In the late 1800s, a horrific serial killer terrorized Chicago through his elaborate maze of death traps built into a massive three-story hotel that took up the entire block of 63rd and Wallace streets. H.H. Holmes (born Herman Webster Mudgett) is an infamous fixture in American history. He confessed to killing 27 people in his “Murder Castle” as it became known, although many believe his victims amount to more than 200. He was always fascinated by death—he mutilated animals, stole corpses, and eventually seduced and murdered numerous women to satisfy his sadistic urges and to claim insurance monies. He is known as “America’s First Serial Killer” but some believe that America was not his only hunting ground.
London, perhaps, was also the site of Holmes’ killings. In the late 1800s, a murderer lurked the slums in and around the Whitechapel district of London in 1888 killing women and mutilating their bodies. The murderer received the moniker “Jack the Ripper” and the legend of his killings has been fully solidified in history and in media. Beyond the brutal nature of his murders, part of the fascination with Jack the Ripper is his unknown identity. “Ripperologists” have generated hundreds of theories to try to identify this murderer. However, one theory is currently louder than all the others.
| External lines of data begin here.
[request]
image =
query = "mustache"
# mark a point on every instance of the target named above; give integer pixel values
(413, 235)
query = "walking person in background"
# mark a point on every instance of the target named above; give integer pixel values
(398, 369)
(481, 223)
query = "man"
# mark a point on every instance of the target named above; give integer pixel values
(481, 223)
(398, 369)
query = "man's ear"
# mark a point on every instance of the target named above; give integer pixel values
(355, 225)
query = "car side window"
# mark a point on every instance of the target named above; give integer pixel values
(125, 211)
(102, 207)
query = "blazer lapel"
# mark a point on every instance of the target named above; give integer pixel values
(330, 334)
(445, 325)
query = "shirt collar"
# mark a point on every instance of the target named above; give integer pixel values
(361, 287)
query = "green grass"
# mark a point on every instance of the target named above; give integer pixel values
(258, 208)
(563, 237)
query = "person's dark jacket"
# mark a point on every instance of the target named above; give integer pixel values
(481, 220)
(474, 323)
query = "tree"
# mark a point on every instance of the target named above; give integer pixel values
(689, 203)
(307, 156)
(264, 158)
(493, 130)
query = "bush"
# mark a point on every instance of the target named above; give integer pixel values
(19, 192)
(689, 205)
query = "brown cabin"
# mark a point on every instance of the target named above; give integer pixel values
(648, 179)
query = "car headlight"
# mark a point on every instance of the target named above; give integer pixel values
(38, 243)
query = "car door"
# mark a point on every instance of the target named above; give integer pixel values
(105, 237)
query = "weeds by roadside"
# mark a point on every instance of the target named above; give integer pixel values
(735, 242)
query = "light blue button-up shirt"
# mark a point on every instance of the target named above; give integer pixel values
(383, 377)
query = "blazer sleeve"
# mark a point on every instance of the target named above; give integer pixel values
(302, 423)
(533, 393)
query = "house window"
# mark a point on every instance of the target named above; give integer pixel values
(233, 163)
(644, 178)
Jeff Mudgett, a lawyer and former Commander in the U.S. Naval Reserve, claims that his great-great-grandfather, H.H. Holmes was, in fact, Jack the Ripper. Mudgett bases his assertions on the writings in two diaries he inherited from Holmes which detail Holmes’s participation in the murder and mutilation of numerous prostitutes in London. Mudgett also claims that the man that died in the public hanging that took place on May 7, 1896 was not Holmes, but rather a man that Holmes tricked into going to the gallows in his place. These shocking twists to the well-known murderous stories of Holmes and Jack the Ripper are detailed in Mudgett’s book, Bloodstains and can be seen in the HISTORY’s new eight-part series, American Ripper, which premieres on July 11th.
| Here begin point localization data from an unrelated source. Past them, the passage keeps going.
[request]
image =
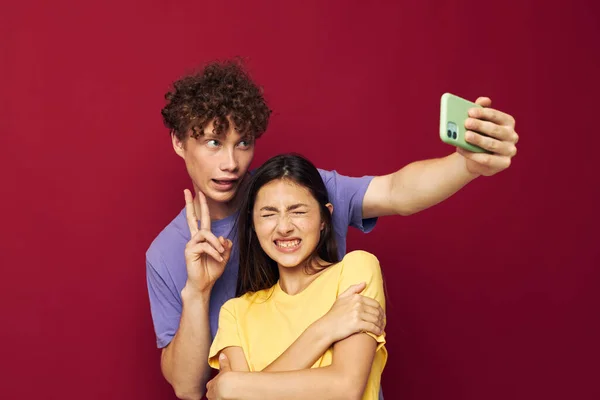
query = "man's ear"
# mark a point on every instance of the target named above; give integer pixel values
(178, 145)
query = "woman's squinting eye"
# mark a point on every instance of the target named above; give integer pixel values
(244, 144)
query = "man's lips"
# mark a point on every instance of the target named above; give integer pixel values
(224, 184)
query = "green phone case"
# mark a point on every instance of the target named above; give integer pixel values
(453, 113)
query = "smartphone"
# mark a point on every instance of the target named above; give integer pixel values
(453, 113)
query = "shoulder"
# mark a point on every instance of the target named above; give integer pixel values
(167, 242)
(241, 304)
(362, 263)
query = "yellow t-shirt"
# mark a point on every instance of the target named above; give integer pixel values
(265, 323)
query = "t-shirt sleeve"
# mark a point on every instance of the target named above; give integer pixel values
(227, 334)
(346, 194)
(165, 301)
(361, 266)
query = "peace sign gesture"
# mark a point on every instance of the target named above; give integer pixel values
(205, 254)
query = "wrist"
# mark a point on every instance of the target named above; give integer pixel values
(464, 167)
(191, 293)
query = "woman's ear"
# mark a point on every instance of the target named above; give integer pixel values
(330, 208)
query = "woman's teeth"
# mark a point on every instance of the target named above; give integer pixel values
(287, 243)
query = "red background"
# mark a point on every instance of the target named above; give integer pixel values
(492, 294)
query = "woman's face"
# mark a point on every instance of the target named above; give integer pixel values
(287, 221)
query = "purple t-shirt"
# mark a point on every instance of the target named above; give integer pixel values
(166, 272)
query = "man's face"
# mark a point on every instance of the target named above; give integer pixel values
(216, 163)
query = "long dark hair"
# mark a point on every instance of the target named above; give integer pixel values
(257, 270)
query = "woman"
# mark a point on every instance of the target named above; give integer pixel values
(289, 278)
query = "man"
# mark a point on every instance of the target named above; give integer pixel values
(215, 117)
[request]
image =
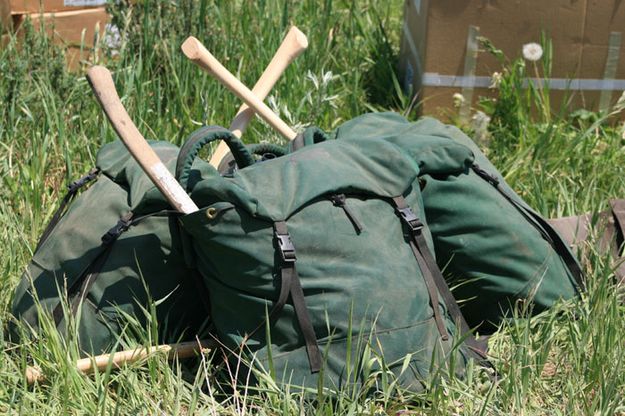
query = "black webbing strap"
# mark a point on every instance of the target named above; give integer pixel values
(432, 272)
(618, 211)
(415, 227)
(71, 193)
(541, 225)
(77, 294)
(290, 284)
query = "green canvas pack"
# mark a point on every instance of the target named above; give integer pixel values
(321, 258)
(111, 250)
(495, 250)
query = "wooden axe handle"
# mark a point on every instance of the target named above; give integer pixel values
(294, 43)
(195, 51)
(102, 84)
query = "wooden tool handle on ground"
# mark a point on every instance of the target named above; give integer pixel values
(294, 43)
(102, 84)
(195, 51)
(101, 362)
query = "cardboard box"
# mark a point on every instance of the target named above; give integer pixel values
(73, 30)
(440, 56)
(38, 6)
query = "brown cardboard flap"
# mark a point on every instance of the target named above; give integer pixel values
(66, 28)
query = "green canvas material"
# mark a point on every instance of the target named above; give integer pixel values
(144, 263)
(363, 290)
(493, 254)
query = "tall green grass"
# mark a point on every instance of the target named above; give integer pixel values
(565, 361)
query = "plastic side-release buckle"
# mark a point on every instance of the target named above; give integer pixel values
(122, 225)
(485, 175)
(79, 183)
(287, 249)
(411, 220)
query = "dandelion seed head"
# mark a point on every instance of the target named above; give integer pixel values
(532, 51)
(458, 99)
(495, 80)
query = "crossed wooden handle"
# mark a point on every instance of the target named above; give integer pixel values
(102, 84)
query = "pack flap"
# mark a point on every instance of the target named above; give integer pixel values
(276, 188)
(118, 164)
(427, 141)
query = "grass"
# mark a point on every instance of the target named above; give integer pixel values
(569, 360)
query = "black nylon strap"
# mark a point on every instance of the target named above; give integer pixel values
(541, 225)
(618, 211)
(415, 226)
(432, 291)
(86, 280)
(73, 189)
(290, 280)
(448, 298)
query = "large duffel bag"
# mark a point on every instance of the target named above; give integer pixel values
(319, 263)
(114, 253)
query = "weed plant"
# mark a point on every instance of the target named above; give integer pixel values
(569, 360)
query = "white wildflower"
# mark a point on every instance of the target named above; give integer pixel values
(112, 36)
(495, 80)
(458, 100)
(479, 125)
(621, 101)
(532, 51)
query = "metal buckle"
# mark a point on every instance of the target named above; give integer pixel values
(410, 219)
(287, 249)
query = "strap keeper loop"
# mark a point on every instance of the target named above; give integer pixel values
(287, 249)
(410, 219)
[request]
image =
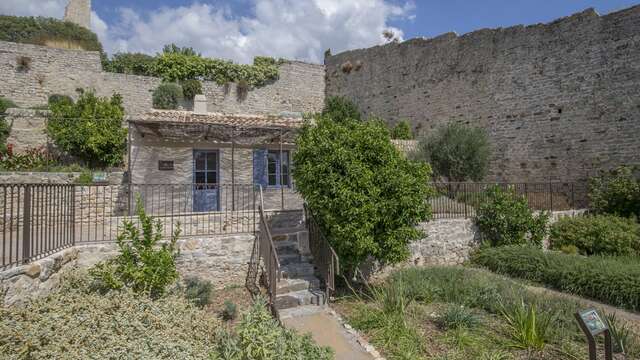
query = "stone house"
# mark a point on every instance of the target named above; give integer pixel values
(218, 157)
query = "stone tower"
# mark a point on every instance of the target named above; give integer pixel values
(79, 12)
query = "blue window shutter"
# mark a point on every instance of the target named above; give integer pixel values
(260, 167)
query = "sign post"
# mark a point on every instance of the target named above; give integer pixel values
(592, 325)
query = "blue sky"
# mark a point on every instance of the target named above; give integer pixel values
(296, 29)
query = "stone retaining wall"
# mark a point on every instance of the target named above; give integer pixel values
(221, 259)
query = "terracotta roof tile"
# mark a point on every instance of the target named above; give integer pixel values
(242, 120)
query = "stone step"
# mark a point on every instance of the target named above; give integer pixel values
(299, 298)
(298, 270)
(287, 259)
(305, 283)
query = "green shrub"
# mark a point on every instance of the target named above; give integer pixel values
(191, 88)
(167, 96)
(339, 108)
(529, 329)
(260, 337)
(616, 192)
(143, 264)
(365, 194)
(402, 131)
(457, 152)
(131, 63)
(615, 281)
(5, 128)
(90, 130)
(76, 323)
(505, 218)
(197, 290)
(457, 317)
(43, 31)
(229, 311)
(597, 235)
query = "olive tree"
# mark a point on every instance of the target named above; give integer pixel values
(365, 194)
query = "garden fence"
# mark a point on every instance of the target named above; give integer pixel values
(40, 219)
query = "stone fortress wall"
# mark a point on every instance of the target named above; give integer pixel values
(559, 101)
(300, 87)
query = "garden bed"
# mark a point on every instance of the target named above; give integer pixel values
(461, 313)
Mudgett is not the first to claim to know the identity of Jack the Ripper and he will not be the last. Although Mudgett’s theory is controversial, it is hard to deny the eerily similar overlap between Holmes’s and Jack the Ripper’s psychopathic, brutal, and grotesque murderous histories. The details of their sadistic killings culminate into nothing short of Hollywood horror. In fact, their stories have been solidified in films for nearly 100 years. Jack the Ripper’s horrific crusade can be seen in films from Waxwork (1924) to Ripper (2016). Holmes’ violent murders are detailed in H.H. Holmes: America's First Serial Killer (2004) and Havenhurst (2017) as well as in the upcoming film, Devil in the White City, based on the book by Erik Larson, starring Leonardo DiCaprio as Holmes and directed by Martin Scorsese.